As expected, SO2 emissions were dramatically reduced as the percentage of PRB coal was increased in a given blend. Interestingly, there was evidence of increased sulfur capture in the ash as the percentage of subbituminous coal in the blend increased, an effect that was more pronounced at lower furnace exit gas temperatures. NOx emissions also decreased as the fraction of PRB coal increased; NOx emissions from parent subbituminous coals were roughly one-half those of the parent bituminous coals. Particulate emissions testing indicated similar results for all fuels tested under similar conditions. There was no apparent trend toward decreased electrostatic precipitator collector efficiency for either of the blends, although one of the blend sets indicated a slight reduction in collection efficiency as the percentage of subbituminous coal in the blend increased.
At Ontario Power Generation’s Nanticoke Generating Station, a coal blending facility permits on-site blending of PRB coals with Eastern coals in proportions that still permit normal plant operation to be maintained. Pressures to further reduce production costs, however, demanded that a greater amount of PRB coal be incorporated into the fuel blend.

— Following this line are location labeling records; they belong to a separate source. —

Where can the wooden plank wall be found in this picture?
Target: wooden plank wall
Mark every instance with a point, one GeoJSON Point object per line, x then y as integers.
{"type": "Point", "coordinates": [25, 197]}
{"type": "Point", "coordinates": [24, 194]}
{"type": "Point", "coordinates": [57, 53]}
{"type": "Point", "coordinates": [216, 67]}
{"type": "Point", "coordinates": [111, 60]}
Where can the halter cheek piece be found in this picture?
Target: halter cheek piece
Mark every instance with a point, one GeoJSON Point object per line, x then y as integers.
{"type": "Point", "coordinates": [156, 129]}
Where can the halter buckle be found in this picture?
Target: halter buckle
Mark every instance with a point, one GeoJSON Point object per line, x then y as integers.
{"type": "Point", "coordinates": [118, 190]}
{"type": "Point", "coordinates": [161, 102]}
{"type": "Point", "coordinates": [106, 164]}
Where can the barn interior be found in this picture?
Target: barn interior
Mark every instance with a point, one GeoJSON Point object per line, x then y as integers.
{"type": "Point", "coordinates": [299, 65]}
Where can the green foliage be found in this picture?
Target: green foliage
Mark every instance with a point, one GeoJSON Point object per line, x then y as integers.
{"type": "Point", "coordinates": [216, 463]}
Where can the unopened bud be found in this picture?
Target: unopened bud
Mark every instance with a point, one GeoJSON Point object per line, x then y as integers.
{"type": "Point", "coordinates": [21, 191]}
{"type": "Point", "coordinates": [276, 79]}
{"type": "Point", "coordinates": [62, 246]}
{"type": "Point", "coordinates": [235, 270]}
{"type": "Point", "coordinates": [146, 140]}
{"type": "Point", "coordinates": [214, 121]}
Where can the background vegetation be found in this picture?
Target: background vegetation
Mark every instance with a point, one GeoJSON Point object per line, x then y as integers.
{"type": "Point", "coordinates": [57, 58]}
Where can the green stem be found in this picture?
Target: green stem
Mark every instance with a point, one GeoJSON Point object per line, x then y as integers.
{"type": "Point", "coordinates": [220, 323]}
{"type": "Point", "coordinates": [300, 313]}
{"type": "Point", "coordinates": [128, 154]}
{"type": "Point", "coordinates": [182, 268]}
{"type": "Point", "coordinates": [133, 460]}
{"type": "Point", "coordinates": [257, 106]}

This required modifications to the fuel preparation system.
The primary issue at Nanticoke is that there is an insufficient quantity of drying capacity in the incoming primary air to the pulverizers to permit adequate heating and drying of the high-moisture PRB coals. To address this shortcoming, Nanticoke decided to investigate the feasibility of installing natural gas-fired burners directly into the existing primary air ducts, between the Ljungstrom air heaters and the pulverizers. While unorthodox, this approach has proven to be a safe, effective and economical means of retrofitting the primary air system to accommodate the consumption of fuel blends containing up to 50 percent PRB coal.